How we calculate appliance running costs
Price updated 9 July 2026 · Q3 2026 (Jul–Sep)
Every cost on this site comes from one short, transparent calculation. There is no hidden model and no magic — you can reproduce any figure with a calculator.
The formula
Electricity is billed per kilowatt-hour (kWh) — one kilowatt of power used for one hour. The two-step calculation is:
- Energy used (kWh) = watts × hours ÷ 1000
- Cost = kWh × price per kWh
For example, a 1,500W air fryer running for 30 minutes uses 1500 × 0.5 ÷ 1000 = 0.75 kWh. At 26.11p per kWh that is about 20p.
The electricity price we use
We use the Ofgem energy price cap unit rate for electricity, currently 26.11p per kWh (Q3 2026 (Jul–Sep)). This is the average capped rate for a typical direct-debit customer across England, Scotland and Wales, including VAT. It is the single value that drives every price on this site — when Ofgem changes the cap, we change one number and every page updates.
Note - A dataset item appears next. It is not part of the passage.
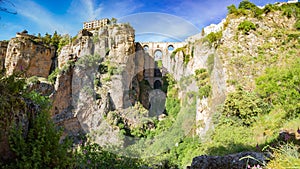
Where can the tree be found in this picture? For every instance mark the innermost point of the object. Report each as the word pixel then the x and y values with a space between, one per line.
pixel 231 9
You can always type your own unit rate into the calculator if your tariff differs.
How we treat days, weeks, months and years
A 'per day' figure is the cost on a day the appliance is actually used. Weekly, monthly and yearly figures are then built from how many days a week it is used, using 52.14 weeks a year so that the monthly figure multiplied by twelve equals the yearly figure exactly. This keeps the numbers internally consistent.
Where the wattages come from
Appliance power figures are typical published values compiled from public sources such as the Energy Saving Trust, manufacturer specifications and energy labels. Real appliances vary, so every appliance page shows a low–typical–high range rather than a single false-precision number. See our data and sources page for details.